All this means that in case of refusal to breed cattle, wild analogues will not come to replace it. The land will be "empty and formless" - that is, it will be of limited bioproductive, like those areas of Australia where camels and other large herbivores are most effectively destroyed.
Vegetables or meat: who will win?
Although animal food from aquaculture does not require more land than plant food, and although herbivores, which include cattle, are useful in maintaining normal phosphorus levels, this does not change anything, because the masses simply do not know about it.
Therefore, with a high probability, we will see an increasingly widespread vegan movement - under the key slogans of reducing human impact on the environment and combating global warming.

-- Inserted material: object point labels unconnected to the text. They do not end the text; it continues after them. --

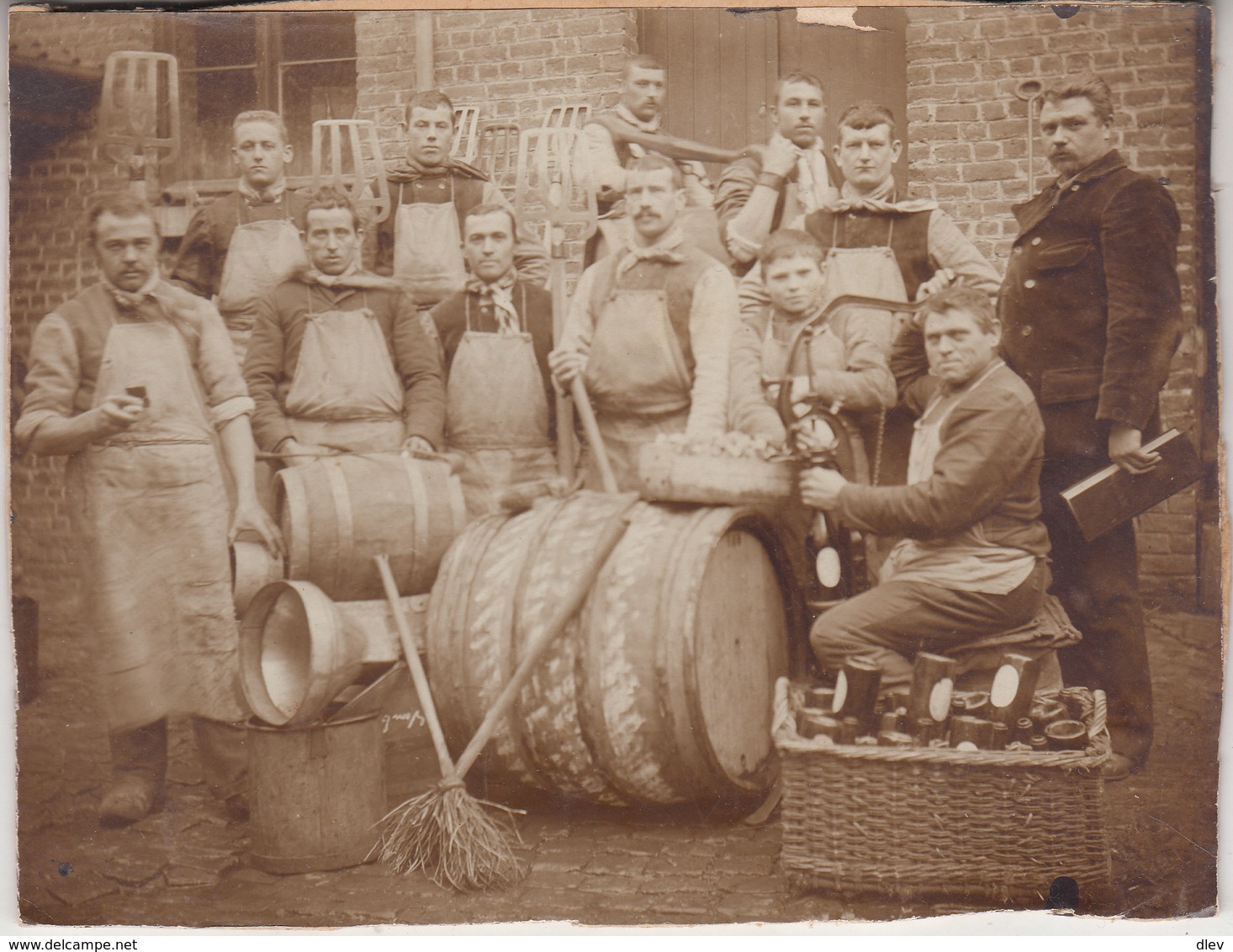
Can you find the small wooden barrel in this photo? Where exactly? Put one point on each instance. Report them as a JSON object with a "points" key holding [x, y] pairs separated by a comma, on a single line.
{"points": [[341, 510], [659, 690], [318, 795], [299, 649], [253, 568]]}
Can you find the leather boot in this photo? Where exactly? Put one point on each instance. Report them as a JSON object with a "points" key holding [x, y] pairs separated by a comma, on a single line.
{"points": [[138, 767]]}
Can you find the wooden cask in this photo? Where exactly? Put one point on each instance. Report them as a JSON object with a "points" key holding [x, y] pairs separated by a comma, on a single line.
{"points": [[341, 510], [660, 690]]}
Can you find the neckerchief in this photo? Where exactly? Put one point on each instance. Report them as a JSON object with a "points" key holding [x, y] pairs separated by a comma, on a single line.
{"points": [[664, 251], [812, 175], [878, 200], [267, 196], [132, 300], [500, 295]]}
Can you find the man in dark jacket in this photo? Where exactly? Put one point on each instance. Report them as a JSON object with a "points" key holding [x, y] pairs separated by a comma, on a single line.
{"points": [[973, 558], [1092, 311], [775, 185]]}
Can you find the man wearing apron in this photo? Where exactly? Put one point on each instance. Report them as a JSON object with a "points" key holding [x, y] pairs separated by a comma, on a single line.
{"points": [[339, 362], [775, 185], [245, 245], [650, 330], [135, 380], [643, 93], [421, 245], [496, 333], [879, 246], [973, 561]]}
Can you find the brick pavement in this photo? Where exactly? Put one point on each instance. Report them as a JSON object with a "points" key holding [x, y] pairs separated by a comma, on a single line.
{"points": [[187, 866]]}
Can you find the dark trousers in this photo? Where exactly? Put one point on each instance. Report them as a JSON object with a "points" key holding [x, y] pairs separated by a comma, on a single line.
{"points": [[1098, 584], [896, 621]]}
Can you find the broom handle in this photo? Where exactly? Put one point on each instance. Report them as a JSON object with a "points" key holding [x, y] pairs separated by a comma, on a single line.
{"points": [[582, 404], [417, 668], [570, 605]]}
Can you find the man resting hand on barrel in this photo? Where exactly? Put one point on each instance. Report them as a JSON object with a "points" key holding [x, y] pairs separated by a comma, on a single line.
{"points": [[973, 558], [338, 359]]}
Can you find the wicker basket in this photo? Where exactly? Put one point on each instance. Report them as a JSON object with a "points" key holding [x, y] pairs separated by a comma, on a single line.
{"points": [[984, 825]]}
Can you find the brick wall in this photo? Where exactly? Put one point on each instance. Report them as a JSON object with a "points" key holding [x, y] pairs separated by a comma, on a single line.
{"points": [[516, 64], [968, 150], [50, 263]]}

They will be especially strong in Western Europe.
Vegans cannot wait for victory: obviously, outside the Western world, the fashion for "green" is much weaker. And even the most westernized non-Western countries are not inclined to give up important things for themselves just because they are "green". It is doubtful that vegans will win in a country like the United States: judging by the Trump phenomenon, the local population, especially the inhabitants of the rural hinterland, are generally quite conservative.
Russia, as is often the case, will mostly remain aloof from what is happening, with the exception, of course, of a certain proportion of the population of large cities. Whether you personally fall under the influence of this fashion or not is a purely personal matter. But remember, don't base this decision on the idea that veganism is the most sustainable way to feed humanity.